また、スローライフの皮を被ったご都合主義もりもりな物語です。

のんびりと更新する予定ですので、よろしくお願いします。

2020.09.17


プロローグ(1)

 地面に両足がつくと同時に、目の前の巨体は砂のように崩れていく。空中を漂っていた(おびただ)しい量の黒い粒は暖かな風に次々と乗り、空へと舞い上がっていった。

 

「終わった、よな……?」

 

 呟いたオレの声はしかしきちんと届いていたようで、後方から「ああ」という男の返事が聞こえてきた。「特に違和感はありませんので、終わりましたよ」という女性の声も続けて。

 

 ――終わったのか。そう実感したのはふたりの言葉があったからだ。

 

 約一年という時間だが、オレとしては長い旅立ったと思う。邪神討伐のためにオレを転移させた女神様により現代日本に帰れる道筋ができていたので、死ぬ気で頑張った。文字どおりに死ぬ気で。

 

 いやだってさ、明後日はバレンタインデーだったんだよ。チョコレートほしいじゃない。たとえ義理でもな! いやうん、本命なぞないことは大学生になったいまでも解るけれども、やっぱりバレンタインデーは特別なのだ。

 

 ああ、ようやく帰れると胸裡で安堵すれば、「あ……」という女性の――仲間のひとりたる聖女・ウィスタリカ――タリカの呟きが聞こえる。

 

「タリカ、どうかしたか?」

「ひ、光って……!」

「うん?」

 

 どこが光っているのかと辺りを見渡そうとすると、「お前が光っているんだ!」という男の――こちらも仲間のひとりである第三王子兼聖女の護衛・ユクセル――セルの大声が届いた。声を張り上げているというのにそれでも美形なのは、美形だからか。

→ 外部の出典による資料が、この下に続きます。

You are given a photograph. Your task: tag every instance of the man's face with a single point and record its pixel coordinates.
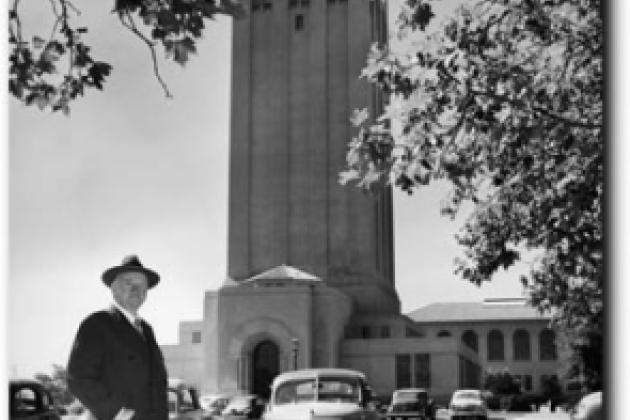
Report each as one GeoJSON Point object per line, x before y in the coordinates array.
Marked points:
{"type": "Point", "coordinates": [130, 290]}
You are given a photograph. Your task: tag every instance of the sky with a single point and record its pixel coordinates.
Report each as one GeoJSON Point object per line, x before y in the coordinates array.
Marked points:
{"type": "Point", "coordinates": [133, 172]}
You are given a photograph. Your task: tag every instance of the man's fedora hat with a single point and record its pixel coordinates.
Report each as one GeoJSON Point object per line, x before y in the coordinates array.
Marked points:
{"type": "Point", "coordinates": [130, 263]}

羨ましいなあ、本当に。いやいや、そうではなくて!

 

「おぉうっ!? なんだこれ――」

 

 横に逸らされそうな思考を慌てて戻して躯を見渡すと、確かに光輝いている。白い光がなぜか躯中を覆っていた。なんだよこれはという困惑ぎみな声を最後に、オレは意識を手離した。……のか? はっきりしていないから解らないが、驚きに目を見開いていたであろう男女を見た記憶もあるにはある。

 

 いや、いまだけは最後の記憶を探るよりも、もっと大事なことがあるだろう。いまいる場所は見たことがある場所なのだから。

 

 ――ここは女神様と出会った、「女神の間」と呼ばれる空間。その証拠に、目の前には女神様――超絶美人のスタイルがよい女性――がいる。銀髪碧眼の。朗らかな笑みを浮かべて。

 

「――女神様」

「はい。勇者・アリヒト。いえ、好川(よしかわ)有人(ありひと)さん。よく邪神を――私の妹を天界に帰していただきました。私の願いを叶えていただき、感謝します」

「いえいえ、そういう話でしたし。それに、女神様の計らいにより旅はスムーズでしたしね。お礼を言うのはオレの方ですよ」

「そうですか?」

「はい、もちろん」

 

 きょとんとする女神様に頷き返すと、女神様はまた朗らかに笑う。が――、いきなり頭を下げ出した。「申し訳ありません!」と勢いよく。

 

「んんっ!? えっ、どうされたんですか!?」

 

 なにか謝られるようなことをしたのかと考えるが、女神様に謝罪されるようなことをした覚えはない。異世界に拉致られたことはこの際なしだ。うん。ここで口を開いたら面倒なことになるから、心に留めておくだけだが。

 

「その、ですね……」

 

 恐る恐る顔を上げる女神様。上目遣いがとてつもなくかわいらしい。――ではなくて! 女神様の言葉をまとめると、現代日本に帰るための躯を失ったということだった。

 

 ――なんですって?

 

 聞き終えて絶句するオレはなにも間違っていないと思う。目前に佇む女神様が居心地を悪そうにしているだけで。

 

 ああ、うん、そうですね。まずは心を落ち着かせようか。ふうと息を吐き出すと同時に、これまでを振り替えることにする。もちろん、心を落ち着かせるためにね。